Department of Chemistry, University College London, Gower St, London, WC1E 6BT, United Kingdom.
Phys Chem Chem Phys. 2011 May 7;13(17):7649-59. doi: 10.1039/c0cp02213f. Epub 2011 Feb 18.
Electronic structure calculations have been used to determine and compare the thermodynamics of H(2) release from ammonia borane (NH(3)BH(3)), lithium amidoborane (LiNH(2)BH(3)), and sodium amidoborane (NaNH(2)BH(3)). Using two types of exchange correlation functional we show that in the gas-phase the metal amidoboranes have much higher energies of complexation than ammonia borane, meaning that for the former compounds the B-N bond does not break upon dehydrogenation. Thermodynamically however, both the binding energy for H(2) release and the activation energy for dehydrogenation are much lower for NH(3)BH(3) than for the metal amidoboranes, in contrast to experimental results. We reconcile this by also investigating the effects of dimer complexation (2×NH(3)BH(3), 2×LiNH(2)BH(3)) on the dehydrogenation properties. As previously described in the literature the minimum energy pathway for H(2) release from the 2×NH(3)BH(3) complex involves the formation of a diammoniate of diborane complex (BH(4)NH(3)BH(2)NH(3)). A new mechanism is found for dehydrogenation from the 2×LiNH(2)BH(3) dimer that involves the formation of an analogous dibroane complex (BH(4)LiNH(2)BH(2)LiNH(2)), intriguingly it is lower in energy than the original dimer (by 0.13 eV at ambient temperatures). Additionally, this pathway allows almost thermoneutral release of H(2) from the lithium amidoboranes at room temperature, and has an activation barrier that is lower in energy than for ammonia borane, in contrast to other theoretical research. The transition state for single and dimer lithium amidoborane demonstrates that the light metal atom plays a significant role in acting as a carrier for hydrogen transport during the dehydrogenation process via the formation of a Li-H complex. We posit that it is this mechanism which is responsible, in condensed molecular systems, for the improved dehydrogenation thermodynamics of metal amidoboranes.
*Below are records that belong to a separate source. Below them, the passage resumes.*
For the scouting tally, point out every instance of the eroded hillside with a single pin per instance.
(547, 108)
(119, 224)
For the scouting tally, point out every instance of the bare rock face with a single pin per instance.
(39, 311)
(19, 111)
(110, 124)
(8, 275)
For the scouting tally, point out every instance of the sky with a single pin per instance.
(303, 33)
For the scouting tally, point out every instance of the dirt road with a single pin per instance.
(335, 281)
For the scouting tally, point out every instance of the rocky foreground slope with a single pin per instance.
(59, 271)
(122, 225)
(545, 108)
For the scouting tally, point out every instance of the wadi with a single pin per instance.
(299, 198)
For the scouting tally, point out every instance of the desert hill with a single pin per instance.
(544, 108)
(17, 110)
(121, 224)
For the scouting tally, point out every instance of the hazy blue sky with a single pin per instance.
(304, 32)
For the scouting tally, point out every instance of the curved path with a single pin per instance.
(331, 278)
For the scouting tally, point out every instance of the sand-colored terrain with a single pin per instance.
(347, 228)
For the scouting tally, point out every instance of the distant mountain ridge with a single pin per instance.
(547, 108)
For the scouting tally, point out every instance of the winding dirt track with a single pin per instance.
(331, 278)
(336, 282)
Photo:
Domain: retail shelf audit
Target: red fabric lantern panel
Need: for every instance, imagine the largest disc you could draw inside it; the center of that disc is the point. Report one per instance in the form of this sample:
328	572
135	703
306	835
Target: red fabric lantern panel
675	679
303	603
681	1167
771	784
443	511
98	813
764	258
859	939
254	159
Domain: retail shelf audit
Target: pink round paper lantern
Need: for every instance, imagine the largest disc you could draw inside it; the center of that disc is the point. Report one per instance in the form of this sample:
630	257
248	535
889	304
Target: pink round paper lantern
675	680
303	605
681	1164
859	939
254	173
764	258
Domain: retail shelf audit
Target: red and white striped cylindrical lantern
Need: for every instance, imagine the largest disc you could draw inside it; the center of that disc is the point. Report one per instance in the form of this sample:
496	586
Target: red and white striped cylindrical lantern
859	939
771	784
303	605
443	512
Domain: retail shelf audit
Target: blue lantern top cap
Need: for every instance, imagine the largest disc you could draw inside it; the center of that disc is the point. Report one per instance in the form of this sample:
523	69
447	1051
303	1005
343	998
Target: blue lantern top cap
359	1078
已使用电子结构计算来确定和比较氨硼烷(NH3BH3)、锂酰胺硼烷(LiNH2BH3)和钠酰胺硼烷(NaNH2BH3)中 H2 的释放热力学。我们使用两种类型的交换相关泛函表明,在气相中,金属酰胺硼烷的络合能远高于氨硼烷,这意味着对于前一种化合物,B-N 键在脱氢过程中不会断裂。然而,从热力学角度来看,NH3BH3 中 H2 释放的结合能和脱氢的活化能都远低于金属酰胺硼烷,这与实验结果相反。我们通过研究二聚体络合(2×NH3BH3、2×LiNH2BH3)对脱氢性质的影响来调和这一点。如文献中所述,从 2×NH3BH3 络合物中释放 H2 的最低能量途径涉及二硼烷络合物[BH4-][NH3BH2NH3]+的形成。在从 2×LiNH2BH3 二聚体脱氢中发现了一种新的机制,该机制涉及类似的二硼烷络合物[BH4-][LiNH2BH2LiNH2]+的形成,有趣的是,它的能量比原始二聚体低(在环境温度下低 0.13 eV)。此外,该途径允许室温下几乎热中性地从锂酰胺硼烷中释放 H2,其活化能比氨硼烷低,这与其他理论研究相反。单和二聚体锂酰胺硼烷的过渡态表明,轻金属原子在脱氢过程中通过形成 Li-H 络合物作为氢载体,在充当氢载体方面起着重要作用。我们假设,正是这种机制导致金属酰胺硼烷在凝聚态分子体系中脱氢热力学得到改善。